The WMO, which is the U.N.'s weather agency, reported that CO2 levels increased by 2.3 parts per million, to 389 ppm, from 2009 to last year, according to Reuters reporter Tom Miles. That single-year increase exceeds the average for both the 1990s (1.5 ppm) and the 2000s (2.0 ppm), he added.
Furthermore, in a November 21 press release, WMO officials said that there "a 29% increase in radiative forcing - the warming effect on our climate system - from greenhouse gases," and while carbon dioxide accounts for approximately four-fifths of that increase, the roles of methane and nitrous oxide cannot be overlooked either.
In fact, according to the organization, methane is "the second most important greenhouse gas" behind CO2, and over a period of 100 years, nitrous oxide has a "298 times greater" impact on the planet's climate than carbon dioxide. Combined these two gases are responsible for contributing nearly 25% of the overall global increase in radiative forcing since 1750, the WMO reports.

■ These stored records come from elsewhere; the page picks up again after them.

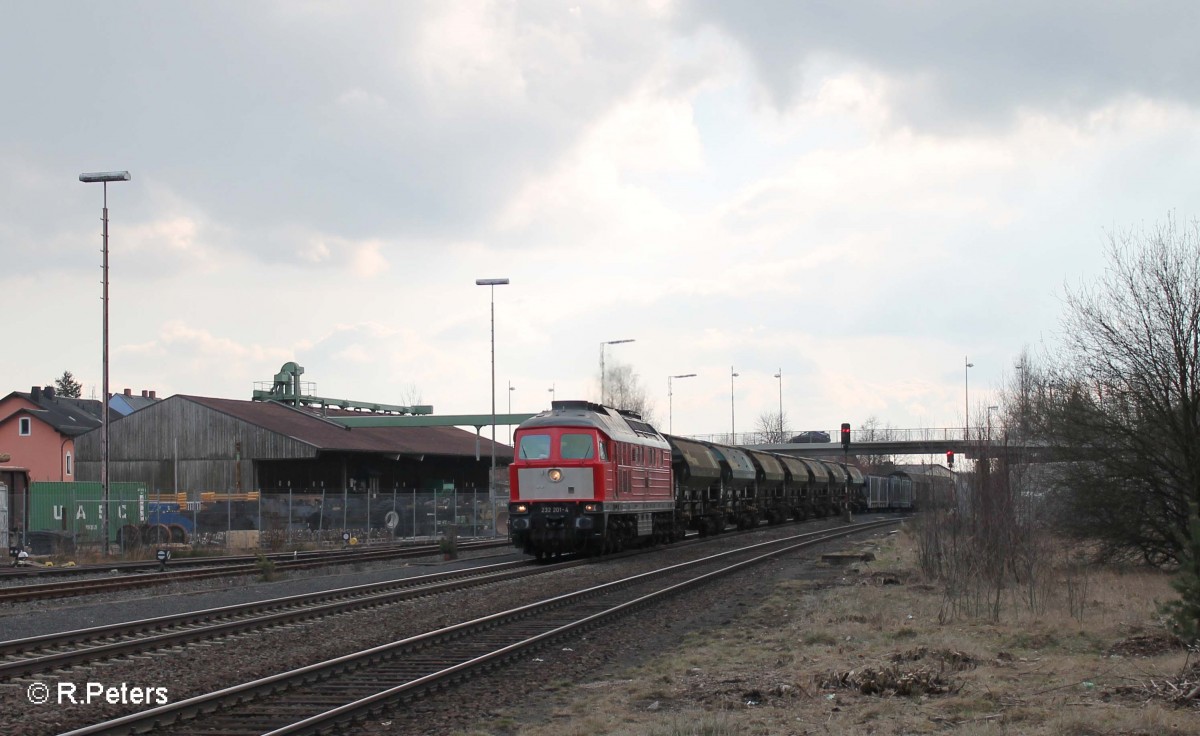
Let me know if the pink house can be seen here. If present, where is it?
[0,385,103,481]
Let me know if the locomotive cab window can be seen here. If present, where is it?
[559,433,595,460]
[521,435,550,460]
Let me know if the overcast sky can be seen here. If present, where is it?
[0,0,1200,438]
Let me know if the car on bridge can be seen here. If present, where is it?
[788,430,829,444]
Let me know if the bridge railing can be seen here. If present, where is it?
[688,426,967,445]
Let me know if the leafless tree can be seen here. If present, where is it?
[755,412,788,444]
[601,361,656,425]
[1024,219,1200,563]
[857,414,895,471]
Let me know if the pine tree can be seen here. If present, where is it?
[1159,504,1200,646]
[54,371,83,399]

According to Telegraph Science Correspondent Nick Collins, "The concentration levels published yesterday are even greater than the worst of seven possible emission scenarios predicted by the Intergovernmental Panel on Climate Change (IPCC) in 2001," and according to Miles, the situation is so dire that "concentrations of the three main greenhouse gases“¦ will linger in the atmosphere for decades, even if the world stops emissions output today."
"Now more than ever before, we need to understand the complex, and sometimes unexpected, interactions between greenhouse gases in the atmosphere, Earth´s biosphere and oceans," WMO Secretary-General Michel Jarraud said in a statement.
"WMO will continue to collect data to further our scientific knowledge through its Global Atmosphere Watch network spanning more than 50 countries, including stations high in the Andes and Himalayas, in the remote expanses of Alaska and in the far South Pacific," he added.